Laïcité - Le Conseil d'Etat éclaire les relations collectivités/Eglises
Trélazé (commune du Maine-et-Loire), Lyon, la communauté urbaine du Mans, Montpellier et Montreuil : le Conseil d'Etat a examiné cinq pourvois touchant aux relations entre les collectivités et les communautés religieuses. Des affaires correspondant à des situations diverses ne concernant pas toutes le même culte, ni le même type d'opérations. Cinq décisions ont été rendues le 19 juillet. Le Conseil d'Etat a donné raison aux collectivités dans tous les cas. "La loi du 9 décembre 1905 est toujours pleinement opérante", a cependant assuré Jean-Marc Sauvé, vice-président du Conseil d'Etat. "Il n'y a pas de nouvelles interprétation de la loi", a renchéri le rapporteur public, Edouard Geffray, qui avait préconisé une approche conforme à "l'équilibre complexe, subtil et libéral".

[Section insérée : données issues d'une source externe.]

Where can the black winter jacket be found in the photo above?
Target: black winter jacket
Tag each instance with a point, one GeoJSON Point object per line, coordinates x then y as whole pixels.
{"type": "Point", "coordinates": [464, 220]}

Trois pourvois étaient formés par des municipalités dont les décisions avaient été annulées par des cours administratives d'appel. Le Conseil d'Etat a jugé leurs pourvois valables et a renvoyé les affaires vers les cours d'appel afin qu'elles les examinent de nouveau. Le premier cas concernait la commune de Trélazé dont le conseil municipal avait décidé l'acquisition et la restauration d'un orgue en vue de l'installer dans l'église communale. Pour la communauté urbaine du Mans, c'est sa participation au financement d'un abattoir pour ovins à l'occasion des fêtes musulmanes de l'Aïd el-Kébir qui était contestée. La ville de Montpellier défendait sa décision de faire construire une salle polyvalente, par la suite utilisée par une association pour l'exercice d'un culte (en l'occurrence comme mosquée). A Lyon, le dossier portait sur une subvention de la ville à l'installation d'un ascenseur destiné à faciliter l'accès à la basilique de Fourvière. La dernière affaire concernait l'octroi d'un bail emphytéotique à la fédération cultuelle des associations musulmanes de Montreuil (Seine-Saint-Denis) pour l'édification d'une mosquée.
L'intérêt public local
Les décisions du Conseil d'Etat livrent deux enseignements, a expliqué Jean-Marc Sauvé. Le premier est que "la loi de 1905 prévoit elle-même expressément des dérogations ou doit être articulée avec d'autres législations qui y dérogent ou y apportent des tempéraments". Le second est bien que les collectivités peuvent financer les dépenses d'entretien et de conservation des édifices servant à l'exercice public d'un culte ou accorder des concours aux associations cultuelles pour des travaux de réparation d'édifices cultuels, mais "à condition que ces décisions répondent à un intérêt public local et qu'elles respectent le principe de neutralité à l'égard des cultes et le principe d'égalité". En revanche, il leur est interdit d'apporter toute libéralité, c'est-à-dire toute aide financière, à l'exercice d'un culte.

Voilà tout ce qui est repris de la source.